The other players in the region Thailand,
Indonesia and the Philippines have all seen talks surface over the past
few years but have yet to see implementation.

“You can imagine
in Indonesia that it is so big, there’s so going to be many competing
agendas competing for money, political will, political support that the
national halal agenda is likely to get delayed,” said Abdalhamid, who
has extensively travelled around the region and the world to keep track
of the development of the global halal sector.

“Technically,
Brunei has the advantages because it will not be competing domestically
and it does not consist of different states with different projects
that will be competing against each other,” Abdalhamid explained.
“There’s the Brunei halal brand, there’s the Brunei halal standard, the
agro-technology park, and then there’s the joint-venture company that
is going to be pushing all of this, so setting a unified plan should
technically be easier than doing it in some other countries.”

However,
the national halal programme would need to move at a more efficient
speed if Brunei were to make full use of the advantages it has over
other Southeast Asian countries and put forward a unified plan to
establish a strong foothold in the international market.

The
Sultanate is well on its way to make public its very first guideline
for halal standards in food and pharmaceutical manufacturing in the
upcoming IHMC next month, during which a joint-venture vehicle that
will take the Brunei Halal Brand to the international market will be
launched.

A blueprint for the planned Agro-Technology Park
will also be unveiled during the two-day conference beginning Aug 1 at
the International Convention Centre in Berakas.

With three
significant initiatives already set for unveiling two years after the
Brunei government first embarked on a mission to launch its own Premium
halal brand, the key for the country now is to step up the pace, said
Abdalhamid.

“It’s taken several years to get here, and you don’t
really want to take several more years to get to step two.

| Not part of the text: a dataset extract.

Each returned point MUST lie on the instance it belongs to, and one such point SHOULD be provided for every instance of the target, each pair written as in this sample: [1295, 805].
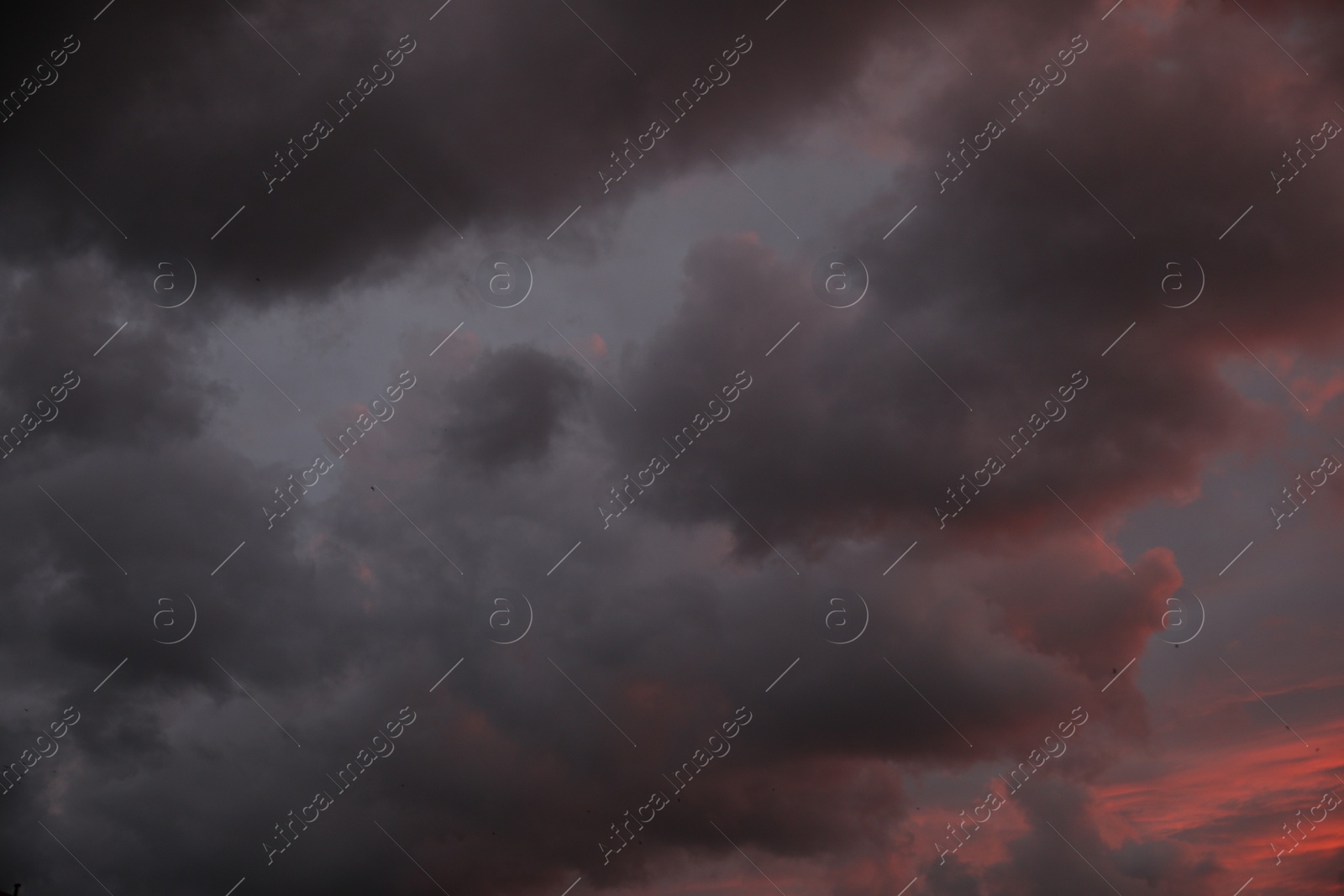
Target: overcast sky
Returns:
[570, 448]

Speed and
efficiency are going to be the key to establishing a strong position in
the market,” said Abdalhamid.

The Sultanate is capable of being
a role model on how to develop a halal industry in a country, he said,
because for the country it is considered fardhu kifayah, it is a way of
diversifying the economy, as well as building the SME sector.

No other country has really been quite as specific about why they’re doing halal, he said.